Silent Jenny
Comme prévu, le futur n’est guère riant. Il est aride, violent, âpre, malade. Les abeilles et autres insectes pollinisateurs ont disparu depuis des années, rendant le monde infertile et exsangue. Rien ne pousse plus, sauf dans des laboratoires, et les humains restants vivent en clans fragmentés. Il y a la ville, bureaucratique territoire de survivance d’un capitalisme sans scrupule. Et il y a la route, chemins arpentés par les Monades, des communautés libres et autogérées avançant sans s’arrêter. Jenny vit dans l’une d’entre elles, aux allures de Château ambulant de Miyazaki. Solitaire, silencieuse et hantée par des visions morbides, elle est une chasseuse de traces d’abeilles dans les sous-sols de la Terre asséchée. Des traces qui porteraient l’espoir d’une renaissance pour l’humanité…

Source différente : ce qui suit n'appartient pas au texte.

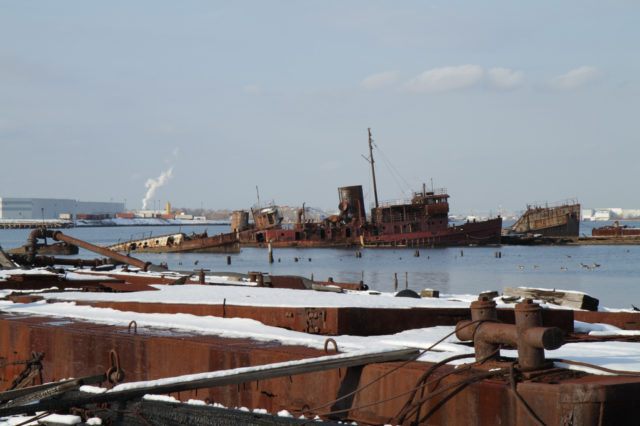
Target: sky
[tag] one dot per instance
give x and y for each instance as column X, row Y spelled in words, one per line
column 209, row 104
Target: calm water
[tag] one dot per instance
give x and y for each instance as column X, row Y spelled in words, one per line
column 450, row 270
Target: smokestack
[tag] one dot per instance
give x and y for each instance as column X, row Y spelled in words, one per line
column 153, row 184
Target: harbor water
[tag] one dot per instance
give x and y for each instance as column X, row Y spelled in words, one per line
column 608, row 273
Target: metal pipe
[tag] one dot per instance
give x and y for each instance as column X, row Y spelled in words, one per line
column 59, row 236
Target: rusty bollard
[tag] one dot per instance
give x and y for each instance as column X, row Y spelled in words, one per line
column 533, row 339
column 483, row 309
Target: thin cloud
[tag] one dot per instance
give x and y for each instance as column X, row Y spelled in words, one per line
column 577, row 78
column 379, row 80
column 445, row 79
column 505, row 78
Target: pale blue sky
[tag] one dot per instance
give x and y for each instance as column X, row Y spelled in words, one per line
column 502, row 103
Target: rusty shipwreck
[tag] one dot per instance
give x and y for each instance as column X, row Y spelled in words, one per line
column 561, row 220
column 145, row 345
column 421, row 221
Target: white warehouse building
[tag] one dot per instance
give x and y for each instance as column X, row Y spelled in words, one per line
column 53, row 208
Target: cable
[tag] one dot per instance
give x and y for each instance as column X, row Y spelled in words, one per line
column 519, row 398
column 414, row 407
column 596, row 367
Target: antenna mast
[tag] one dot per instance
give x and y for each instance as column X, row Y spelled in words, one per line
column 373, row 171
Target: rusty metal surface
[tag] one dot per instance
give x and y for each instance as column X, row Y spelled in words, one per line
column 527, row 334
column 59, row 236
column 79, row 349
column 562, row 220
column 335, row 321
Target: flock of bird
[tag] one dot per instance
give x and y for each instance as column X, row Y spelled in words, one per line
column 564, row 268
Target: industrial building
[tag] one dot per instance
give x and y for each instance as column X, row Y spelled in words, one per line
column 53, row 208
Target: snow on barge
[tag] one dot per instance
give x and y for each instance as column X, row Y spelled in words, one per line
column 420, row 222
column 274, row 345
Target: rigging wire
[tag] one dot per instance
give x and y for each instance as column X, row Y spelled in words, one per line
column 395, row 174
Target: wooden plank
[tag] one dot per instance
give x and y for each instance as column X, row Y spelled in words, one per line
column 16, row 393
column 571, row 299
column 217, row 378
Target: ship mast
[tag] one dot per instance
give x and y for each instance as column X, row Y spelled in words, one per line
column 373, row 171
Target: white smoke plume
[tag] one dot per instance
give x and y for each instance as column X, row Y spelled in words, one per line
column 153, row 184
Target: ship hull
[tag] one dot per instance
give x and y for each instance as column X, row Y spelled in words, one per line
column 471, row 233
column 180, row 243
column 560, row 221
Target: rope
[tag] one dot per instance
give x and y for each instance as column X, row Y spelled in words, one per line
column 597, row 367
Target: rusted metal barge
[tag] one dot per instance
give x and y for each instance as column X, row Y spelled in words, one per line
column 180, row 243
column 616, row 231
column 556, row 221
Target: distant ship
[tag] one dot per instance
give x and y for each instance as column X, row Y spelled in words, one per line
column 616, row 230
column 180, row 243
column 562, row 220
column 421, row 222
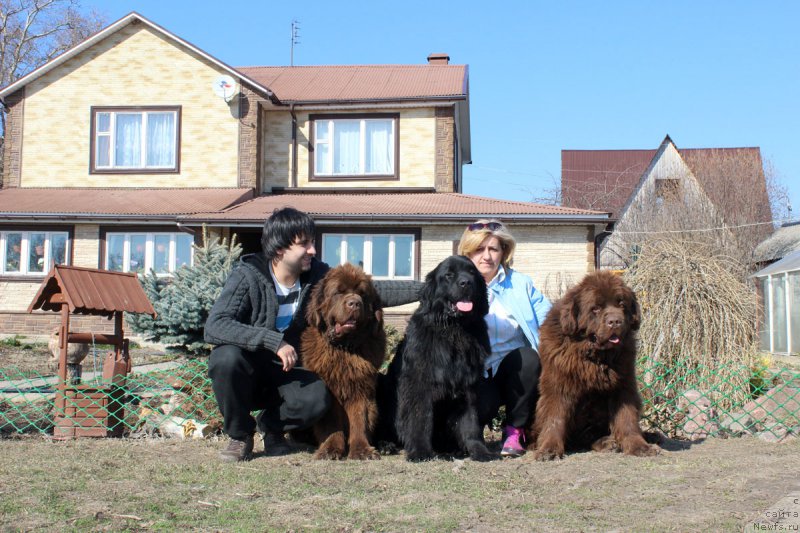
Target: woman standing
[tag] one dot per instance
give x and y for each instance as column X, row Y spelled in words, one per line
column 516, row 309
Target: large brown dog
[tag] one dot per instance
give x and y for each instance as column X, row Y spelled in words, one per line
column 588, row 395
column 345, row 345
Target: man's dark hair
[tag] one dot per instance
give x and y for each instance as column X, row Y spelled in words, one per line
column 283, row 227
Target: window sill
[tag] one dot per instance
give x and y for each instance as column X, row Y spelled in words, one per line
column 135, row 171
column 356, row 177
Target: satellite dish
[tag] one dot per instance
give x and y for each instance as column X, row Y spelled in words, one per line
column 225, row 87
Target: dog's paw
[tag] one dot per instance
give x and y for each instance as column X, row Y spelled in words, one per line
column 415, row 456
column 606, row 444
column 362, row 454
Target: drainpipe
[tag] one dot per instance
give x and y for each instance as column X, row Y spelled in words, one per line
column 294, row 147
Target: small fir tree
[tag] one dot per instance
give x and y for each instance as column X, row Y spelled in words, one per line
column 182, row 303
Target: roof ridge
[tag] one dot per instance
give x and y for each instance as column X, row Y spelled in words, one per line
column 368, row 65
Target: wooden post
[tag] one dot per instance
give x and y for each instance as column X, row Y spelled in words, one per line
column 63, row 346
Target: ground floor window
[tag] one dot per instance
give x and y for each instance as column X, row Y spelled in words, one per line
column 780, row 322
column 385, row 256
column 32, row 253
column 142, row 252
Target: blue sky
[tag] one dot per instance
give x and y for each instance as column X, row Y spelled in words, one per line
column 546, row 76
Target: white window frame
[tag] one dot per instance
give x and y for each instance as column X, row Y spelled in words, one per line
column 367, row 252
column 24, row 267
column 145, row 113
column 769, row 301
column 362, row 141
column 149, row 253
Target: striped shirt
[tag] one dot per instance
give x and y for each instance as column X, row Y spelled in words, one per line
column 287, row 302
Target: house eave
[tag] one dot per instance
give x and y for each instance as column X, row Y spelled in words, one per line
column 417, row 101
column 405, row 220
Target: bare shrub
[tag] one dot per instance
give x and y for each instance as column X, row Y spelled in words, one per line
column 698, row 327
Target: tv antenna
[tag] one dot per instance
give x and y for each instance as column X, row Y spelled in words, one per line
column 295, row 40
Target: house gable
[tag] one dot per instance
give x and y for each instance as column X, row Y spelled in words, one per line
column 667, row 187
column 135, row 67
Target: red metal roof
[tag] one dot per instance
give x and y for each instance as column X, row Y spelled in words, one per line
column 122, row 202
column 361, row 82
column 392, row 206
column 90, row 291
column 601, row 179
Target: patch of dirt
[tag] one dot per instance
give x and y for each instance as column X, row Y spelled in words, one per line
column 170, row 484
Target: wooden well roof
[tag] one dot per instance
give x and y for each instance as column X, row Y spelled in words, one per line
column 90, row 291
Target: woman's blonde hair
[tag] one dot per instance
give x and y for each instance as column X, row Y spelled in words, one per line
column 471, row 239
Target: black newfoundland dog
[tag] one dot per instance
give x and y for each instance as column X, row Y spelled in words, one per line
column 430, row 389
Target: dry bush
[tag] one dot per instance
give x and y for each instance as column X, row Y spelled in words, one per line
column 698, row 327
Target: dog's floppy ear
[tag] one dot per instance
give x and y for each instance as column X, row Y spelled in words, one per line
column 568, row 314
column 314, row 314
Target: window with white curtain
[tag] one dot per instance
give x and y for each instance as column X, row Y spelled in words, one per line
column 32, row 253
column 357, row 146
column 135, row 139
column 385, row 256
column 142, row 252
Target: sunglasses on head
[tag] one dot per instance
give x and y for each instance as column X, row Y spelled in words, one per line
column 491, row 226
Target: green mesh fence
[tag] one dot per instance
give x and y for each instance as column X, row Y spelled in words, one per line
column 170, row 399
column 685, row 401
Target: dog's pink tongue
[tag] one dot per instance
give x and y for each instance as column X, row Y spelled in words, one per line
column 464, row 307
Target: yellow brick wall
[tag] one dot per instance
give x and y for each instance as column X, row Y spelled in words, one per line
column 17, row 295
column 133, row 67
column 276, row 142
column 417, row 150
column 86, row 246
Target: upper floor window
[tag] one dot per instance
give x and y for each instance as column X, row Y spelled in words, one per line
column 32, row 253
column 142, row 252
column 135, row 139
column 667, row 191
column 385, row 256
column 347, row 146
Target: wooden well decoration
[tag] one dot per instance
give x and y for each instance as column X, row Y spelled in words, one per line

Après Shangri-La et Carbone & Silicium, Mathieu Bablet revient avec une nouvelle grande fresque de science-fiction, tout aussi ambitieuse sur le fond comme sur la forme. Et, en auteur inspiré et méticuleux, il ne se répète pas, choisissant de nouveaux axes de réflexion sur l’avenir des humains sur une planète qu’ils se sont échinés à saigner : se nourrir sans insectes pollinisateurs, réinventer les modèles politiques décentralisés, explorer l’infiniment petit pour survivre avec le minimum de matière. Dense et foisonnant, son récit emprunte ainsi des chemins de SF fascinants, comme ces chasses au trésor à l’échelle microscopique ou ces villages-véhicules tentant d’imaginer un nouveau vivre ensemble, avec toujours une pensée derrière le spectaculaire, des interrogations philosophiques subtiles tout en restant accessibles. C’est peut-être cela aussi qui distingue Silent Jenny de Carbone & Silicium, outre un dessin peut-être encore plus précis et charnel : malgré sa longueur (plus de 300 pages) et ses multiples sujets, il s’attache davantage aux femmes et aux hommes de son histoire qu’au développement d’une thèse futuriste sur leur avenir à court et long terme. Un choix pertinent, qui lui permet d’éviter de se répéter, et surtout de s’imposer encore un peu plus comme un des auteurs les plus intéressants de sa génération, dans le genre SF et au-delà.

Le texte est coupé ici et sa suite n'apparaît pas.